The numbers keep moving – and they are shifting in the wrong direction for Kamala Harris

The numbers keep moving – and they are shifting in the wrong direction for Kamala Harris. Does that mean the night is over? There’s a good reason the broadcasters – who are in competition to call this election first – won’t do so yet. It remains too early to say who has won the Rust Belt states. As of an hour ago, Harris’s team was still sounding optimistic. A memo, addressed from campaign chair Jen O’Malley Dillon, let staff know they ‘feel good’ about the prospect of holding the Blue Wall. Were Harris to surprise in Michigan and Wisconsin, she’s got a possible pathway to victory. 

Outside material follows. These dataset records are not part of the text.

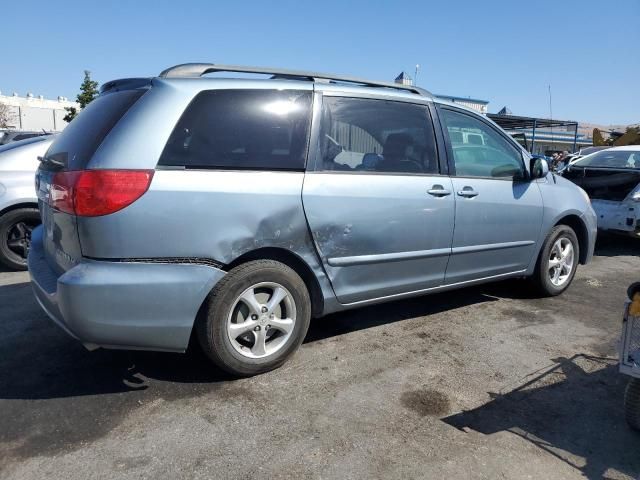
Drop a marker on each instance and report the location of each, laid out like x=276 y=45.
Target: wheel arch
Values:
x=578 y=226
x=294 y=262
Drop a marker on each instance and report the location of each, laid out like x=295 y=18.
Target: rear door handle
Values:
x=468 y=192
x=438 y=191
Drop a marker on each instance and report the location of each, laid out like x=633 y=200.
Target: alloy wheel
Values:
x=561 y=261
x=261 y=320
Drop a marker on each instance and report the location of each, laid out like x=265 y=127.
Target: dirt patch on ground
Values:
x=426 y=402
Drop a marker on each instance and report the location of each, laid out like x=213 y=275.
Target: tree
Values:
x=88 y=91
x=6 y=116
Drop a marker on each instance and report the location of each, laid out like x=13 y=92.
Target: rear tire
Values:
x=557 y=262
x=255 y=318
x=15 y=236
x=632 y=403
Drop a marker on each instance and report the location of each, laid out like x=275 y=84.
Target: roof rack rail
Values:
x=199 y=69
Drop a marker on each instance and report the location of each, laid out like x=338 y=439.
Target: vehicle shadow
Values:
x=572 y=410
x=611 y=245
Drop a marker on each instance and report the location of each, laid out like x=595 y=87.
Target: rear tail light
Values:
x=91 y=193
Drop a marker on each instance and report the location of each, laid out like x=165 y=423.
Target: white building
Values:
x=33 y=113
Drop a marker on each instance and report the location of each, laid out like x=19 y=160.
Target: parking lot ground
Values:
x=486 y=382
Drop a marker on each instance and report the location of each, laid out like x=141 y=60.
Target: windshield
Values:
x=611 y=159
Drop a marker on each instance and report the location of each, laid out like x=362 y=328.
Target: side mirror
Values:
x=538 y=168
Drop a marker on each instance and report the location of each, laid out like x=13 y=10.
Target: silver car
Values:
x=18 y=201
x=238 y=209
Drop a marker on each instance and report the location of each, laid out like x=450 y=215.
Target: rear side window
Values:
x=479 y=150
x=77 y=143
x=242 y=129
x=363 y=135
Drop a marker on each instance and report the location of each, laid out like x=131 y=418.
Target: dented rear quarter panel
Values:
x=210 y=214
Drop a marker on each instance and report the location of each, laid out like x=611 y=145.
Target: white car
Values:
x=611 y=178
x=18 y=201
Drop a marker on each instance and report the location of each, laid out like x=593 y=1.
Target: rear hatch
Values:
x=65 y=163
x=604 y=183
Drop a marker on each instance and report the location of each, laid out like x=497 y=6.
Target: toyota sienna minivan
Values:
x=236 y=209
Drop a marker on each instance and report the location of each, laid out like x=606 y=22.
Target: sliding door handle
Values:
x=439 y=191
x=467 y=192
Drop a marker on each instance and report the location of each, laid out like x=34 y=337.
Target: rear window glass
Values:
x=77 y=143
x=242 y=129
x=611 y=159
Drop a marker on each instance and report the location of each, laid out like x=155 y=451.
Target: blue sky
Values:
x=504 y=51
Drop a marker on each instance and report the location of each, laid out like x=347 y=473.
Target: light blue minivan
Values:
x=238 y=208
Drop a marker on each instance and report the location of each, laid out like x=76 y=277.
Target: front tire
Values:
x=557 y=262
x=256 y=317
x=15 y=236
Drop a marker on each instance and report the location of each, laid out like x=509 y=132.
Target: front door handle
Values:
x=438 y=191
x=468 y=192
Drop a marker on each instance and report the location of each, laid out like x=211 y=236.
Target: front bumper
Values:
x=591 y=223
x=129 y=305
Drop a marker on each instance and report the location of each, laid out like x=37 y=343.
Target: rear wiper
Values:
x=51 y=161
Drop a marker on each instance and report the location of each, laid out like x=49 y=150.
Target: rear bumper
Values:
x=149 y=306
x=618 y=216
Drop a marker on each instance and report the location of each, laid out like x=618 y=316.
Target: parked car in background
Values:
x=9 y=136
x=611 y=178
x=243 y=207
x=18 y=200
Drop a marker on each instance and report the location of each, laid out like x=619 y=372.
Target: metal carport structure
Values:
x=515 y=123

But markets suggest that prospect is slipping away from the Harris camp by the minute. Not everyone is optimistic. The Times reports Harris’s party at Howard University in Washington DC just wrapped up. ‘You won’t hear from the vice president tonight, but you will hear from her tomorrow,’ said the co-chair of the Harris campaign. A much more ominous tone.

How did we get here? Early reports suggest that demographic trends are shifting once again: NBC’s Michigan’s exit poll reports a four-point lead for Trump with voters under the age of 30: a sign that his efforts to turn out younger men (who are less likely to vote) may have proved successful. There is also early indication that Harris may have underperformed with the female vote: the bloc she is counting on to get her over the Electoral College finish line.

But it may well come down to ‘the economy, stupid’. Doesn’t it always? Exit polls show that the overwhelming issue in this election was the economy, with 39 per cent of respondents telling Fox News it was the ‘most important issue facing the country’, followed by immigration at 20 per cent (abortion only landed at 11 per cent). It’s not just Fox with these figures: CNN also found the economy ranked the ‘most important issue’, at 31 per cent (abortion slightly outranks immigration in their poll, 14 per cent to 11 per cent).

If the economy – particularly inflation – determines this election, that will neatly fit into the trend across the West, which has seen incumbent governments, regardless of party, face a reckoning at the polling booth, as voters make clear what they think of the cost-of-living crisis.

Nothing is certain. America can always surprise. But as Freddy Gray reports on the latest Americano podcast, the mood is shifting in Palm Beach, Florida, where Trump is hosting his election night party – from cautious optimism to bullish victory. This may be premature. But it doesn’t look that way.